それでも、根っからの楽天家だったもので、随分といい加減に過ごしてきた気がする。
私は初対面で、なぜ彼の作品を買うことになったのかは不明だが、
おそらくAmazonの私へのお奨め本にでも入っていたのだろう。
この小説「イン・ザ・プール」には、5編の短編が収められていて、
主人公は40代前半の精神科医、伊良部一郎。
伊良部は、父親の経営する総合病院に勤務する精神科医で、
その病院の地下の診察室のドアを叩けば、
甲高い声で「いらっしゃーい」と招き入れてくれる。
その姿は色白の丸々とした肥満体で、
髪はぼさぼさでサンダルを履き、きみどり色のポルシェを駆り、
患者の容体に関わらず注射を施し、その様子をじっと眺めるのが、
たまらなく快感だという、医者でなければ近寄りたくない類の、変人怪人である。
5編の短編は、伊良部に診察してもらう方の患者の一人称の語りで、話が進む。
診察室で伊良部にはじめて出会った彼らは、一応に、この医者大丈夫なんだろうかといぶかる。

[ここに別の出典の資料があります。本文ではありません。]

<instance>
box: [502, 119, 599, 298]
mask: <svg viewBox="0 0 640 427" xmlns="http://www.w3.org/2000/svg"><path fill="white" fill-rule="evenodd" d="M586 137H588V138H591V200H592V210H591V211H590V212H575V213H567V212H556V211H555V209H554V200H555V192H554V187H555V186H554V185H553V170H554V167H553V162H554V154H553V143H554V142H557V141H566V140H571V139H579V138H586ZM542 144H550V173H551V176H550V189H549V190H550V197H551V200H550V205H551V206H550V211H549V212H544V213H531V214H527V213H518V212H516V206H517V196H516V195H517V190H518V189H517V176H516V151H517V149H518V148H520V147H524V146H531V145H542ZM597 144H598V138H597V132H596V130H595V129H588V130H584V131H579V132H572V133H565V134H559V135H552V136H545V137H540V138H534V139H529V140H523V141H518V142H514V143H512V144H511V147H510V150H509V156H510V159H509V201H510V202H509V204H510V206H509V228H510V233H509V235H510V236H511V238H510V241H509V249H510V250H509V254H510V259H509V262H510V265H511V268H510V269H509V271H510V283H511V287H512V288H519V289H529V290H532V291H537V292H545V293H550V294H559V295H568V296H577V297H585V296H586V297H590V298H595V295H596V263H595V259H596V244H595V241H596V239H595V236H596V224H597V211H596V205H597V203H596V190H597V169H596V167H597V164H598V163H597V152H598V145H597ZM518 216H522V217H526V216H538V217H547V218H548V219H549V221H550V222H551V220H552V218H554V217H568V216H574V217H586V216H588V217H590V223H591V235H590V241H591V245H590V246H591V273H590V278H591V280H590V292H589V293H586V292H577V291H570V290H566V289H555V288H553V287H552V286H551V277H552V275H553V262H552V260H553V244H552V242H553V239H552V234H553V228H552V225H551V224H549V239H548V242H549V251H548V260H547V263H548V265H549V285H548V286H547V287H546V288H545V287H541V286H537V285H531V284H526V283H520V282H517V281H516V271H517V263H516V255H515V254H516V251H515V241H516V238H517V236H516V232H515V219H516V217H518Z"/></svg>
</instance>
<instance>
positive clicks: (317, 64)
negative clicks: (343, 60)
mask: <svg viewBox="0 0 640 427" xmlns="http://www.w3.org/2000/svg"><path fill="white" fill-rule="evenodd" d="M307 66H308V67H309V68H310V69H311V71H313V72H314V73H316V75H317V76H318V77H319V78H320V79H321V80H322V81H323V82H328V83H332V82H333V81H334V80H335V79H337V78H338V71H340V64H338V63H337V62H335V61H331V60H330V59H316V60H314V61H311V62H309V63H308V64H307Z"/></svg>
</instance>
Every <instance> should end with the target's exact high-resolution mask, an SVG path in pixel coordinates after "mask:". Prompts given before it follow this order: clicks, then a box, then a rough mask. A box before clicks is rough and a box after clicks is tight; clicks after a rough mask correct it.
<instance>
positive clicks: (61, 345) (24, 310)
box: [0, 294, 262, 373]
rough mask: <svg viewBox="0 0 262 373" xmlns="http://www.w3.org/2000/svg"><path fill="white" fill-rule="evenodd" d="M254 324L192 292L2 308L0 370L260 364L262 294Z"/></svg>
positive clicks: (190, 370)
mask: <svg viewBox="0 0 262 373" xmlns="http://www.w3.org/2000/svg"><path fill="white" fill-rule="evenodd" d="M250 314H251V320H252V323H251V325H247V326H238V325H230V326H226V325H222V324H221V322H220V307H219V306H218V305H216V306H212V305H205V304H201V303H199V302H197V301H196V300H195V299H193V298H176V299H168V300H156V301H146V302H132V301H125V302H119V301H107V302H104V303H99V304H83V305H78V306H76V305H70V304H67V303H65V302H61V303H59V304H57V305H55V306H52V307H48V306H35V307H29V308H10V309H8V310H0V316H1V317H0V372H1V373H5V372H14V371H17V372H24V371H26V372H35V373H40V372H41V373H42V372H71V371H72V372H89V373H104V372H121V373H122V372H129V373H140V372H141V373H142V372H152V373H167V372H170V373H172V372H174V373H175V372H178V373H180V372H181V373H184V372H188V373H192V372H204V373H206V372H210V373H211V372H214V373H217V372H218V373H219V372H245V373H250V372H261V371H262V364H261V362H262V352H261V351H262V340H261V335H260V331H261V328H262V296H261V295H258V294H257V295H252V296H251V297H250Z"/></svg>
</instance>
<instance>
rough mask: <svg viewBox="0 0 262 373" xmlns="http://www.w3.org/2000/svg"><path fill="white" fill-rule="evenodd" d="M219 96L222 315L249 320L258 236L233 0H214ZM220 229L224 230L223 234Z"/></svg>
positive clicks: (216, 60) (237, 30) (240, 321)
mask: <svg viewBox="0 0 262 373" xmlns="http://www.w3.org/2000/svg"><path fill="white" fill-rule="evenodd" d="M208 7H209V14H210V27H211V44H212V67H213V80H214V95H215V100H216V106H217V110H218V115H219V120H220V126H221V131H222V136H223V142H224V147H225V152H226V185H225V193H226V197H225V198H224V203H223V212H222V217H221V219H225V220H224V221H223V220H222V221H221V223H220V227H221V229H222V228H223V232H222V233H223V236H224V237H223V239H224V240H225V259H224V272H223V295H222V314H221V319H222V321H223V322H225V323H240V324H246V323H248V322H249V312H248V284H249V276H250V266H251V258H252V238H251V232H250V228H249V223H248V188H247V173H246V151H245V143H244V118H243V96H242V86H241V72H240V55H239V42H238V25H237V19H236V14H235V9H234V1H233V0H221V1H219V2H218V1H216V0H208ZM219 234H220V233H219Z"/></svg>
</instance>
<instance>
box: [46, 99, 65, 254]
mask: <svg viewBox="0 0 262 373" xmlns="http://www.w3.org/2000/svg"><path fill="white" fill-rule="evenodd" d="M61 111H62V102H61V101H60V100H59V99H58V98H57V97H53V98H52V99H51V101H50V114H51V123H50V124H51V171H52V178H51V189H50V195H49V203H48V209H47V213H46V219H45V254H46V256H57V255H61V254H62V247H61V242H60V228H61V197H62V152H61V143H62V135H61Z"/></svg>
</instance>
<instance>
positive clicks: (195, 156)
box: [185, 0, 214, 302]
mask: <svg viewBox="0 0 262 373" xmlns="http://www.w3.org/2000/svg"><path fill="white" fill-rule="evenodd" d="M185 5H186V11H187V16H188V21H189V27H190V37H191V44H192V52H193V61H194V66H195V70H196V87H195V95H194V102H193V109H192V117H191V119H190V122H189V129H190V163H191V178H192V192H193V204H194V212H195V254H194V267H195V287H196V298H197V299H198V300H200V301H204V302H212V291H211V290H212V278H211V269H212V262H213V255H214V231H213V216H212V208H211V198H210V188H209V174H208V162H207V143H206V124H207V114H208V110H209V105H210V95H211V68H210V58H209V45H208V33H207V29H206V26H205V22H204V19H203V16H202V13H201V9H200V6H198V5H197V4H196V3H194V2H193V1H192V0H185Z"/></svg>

ただでさえ神経科にはじめてやってきて不安を覚えるのに、
こんな変な医者!もう二度と診てもらいたくない、などと思うのである。
話は逸れるが、ミステリーを長年読んできて、
事件を解決する手腕の高い刑事や探偵の、ひとつの典型(総てではない)がある。
初対面の印象や外見やその行動様式は、粗野で謎めいていて怪しいものなのであるが、
いつの間にか事件の核心に近づいていて、事件を解決するのである。
手際よく解決するのではなくて、何だかぎこちなく解決するのである。
そのぎこちなさが、SLのようにアナログな力強さと美しさがあり、
また会いたいと思う、また読みたいと本を手に取ってしまう魅力なのである。
「インザプール」に登場する、神経科のドアを叩く患者さんたちは、5人の愛すべき男女で、
伊良部の最初の診察で、驚いたりがっかりしてしまうのである。
まるで、フロスト警部の部下になってしまった新人警官のように、落胆するのである。
しかし、その落胆とうらはらに主人公たちの症状は軽くなっていく。
精神科医とは「こうであるべきだ」、という患者たちの思いと伊良部の印象は少し違っている。
それが、治癒の第一歩であるような気がする。
世の中「こうであるべき」だと思っていて、そうであったためしがない、
真面目な私たちは、いつもどこででも裏切られてきた。
だから「こうでなくてはならない」などと、
端から思わないほうが幸せなんだと、伊良部が教えてくれるのである。
フロスト警部がすったもんだの末、事件を解決していくように、
伊良部一郎は、ケセラセラと幸せな生活を取り戻してくれるのである。